Their students come from everywhere. Fully half the graduate engineering students are international.
And the University of Waterloo’s domestic students are drawn from Canada’s student population—one of the most diverse in the world.
Now many of you have reached out to me recently in thanks for Canada’s compassionate response to the Syrian refugee crisis.
But let me tell you something, when I welcomed those families to Toronto last month, I welcomed them as new Canadians and as the future of the Canadian economy.
Diversity isn’t just sound social policy. Diversity is the engine of invention.
It generates creativity that enriches the world.
We know this in Canada. Frankly, our recent election reminded us all that people can respond to a positive, inclusive vision of society.
The result is creativity that enriches Canada and the world.
We know this in Canada.
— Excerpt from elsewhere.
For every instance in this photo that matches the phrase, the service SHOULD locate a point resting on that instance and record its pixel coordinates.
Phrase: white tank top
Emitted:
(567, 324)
Frankly, our recent election showed the world that Canadians reject negative and divisive politics and policies.
And that makes me profoundly optimistic and confident.
Canada was mostly known for its resources. I want you to know Canadians for our resourcefulness.
I would bet that almost all of you have Canadians in leadership positions in your companies—you may not know it because we don’t often shout it from the rooftops, some clichés about Canadians are true. In fact, at least half of you have hired Dominic Barton at one point or another.
We have a diverse and creative population, outstanding education and healthcare systems, and advanced infrastructure. We have social stability, financial stability and a government willing to invest in the future.
It’s not a coincidence that Canada is always found at or near the top of lists that countries want to be at or near the top of.
Canada has something else that isn’t so easily quantifiable. Confidence.
Canadians are remarkably confident. We believe in progress. And we are willing to work very, very hard to make it happen.
Our natural resources are important, and they always will be. But Canadians know that what it takes to grow and prosper isn’t just what’s under our feet, it’s what between our ears.
Our recent election showed that Canadians understand that confident countries invest in their future.
And these days, it seems the global supply of confidence is dwindling.
Some now say that it is impossible to change the face of global inequality—we’ve gone too far down one road to alter our course and invest in shared prosperity.
Others insist that climate change is reason to despair. It’s too late to avoid catastrophe, they say. Or the only way to avoid catastrophe is to abandon economic growth.
Still others question diversity. People of different cultures and languages cannot live together harmoniously, they say. Diversity means instability and insecurity. Diversity is dangerous.
I don’t believe any of that.
We can grow the middle class so that those who study and work hard and save will be rewarded.
We can fight climate change without sacrificing growth and prosperity. In fact, our global push toward a low-carbon economy will produce new companies, new growth, and new prosperity.
And, yes, we can embrace diversity and the new ideas that spring from it, while simultaneously fostering a shared identity and shared values in safe, stable communities that work.
The one thing certain about the next industrial revolution is like the three that preceded it, it will bring enormous change.
If you are looking for a country that has the diversity, the resilience, the positivity and the confidence that will not just manage this change but take advantage of it, there has never been a better time to look to Canada.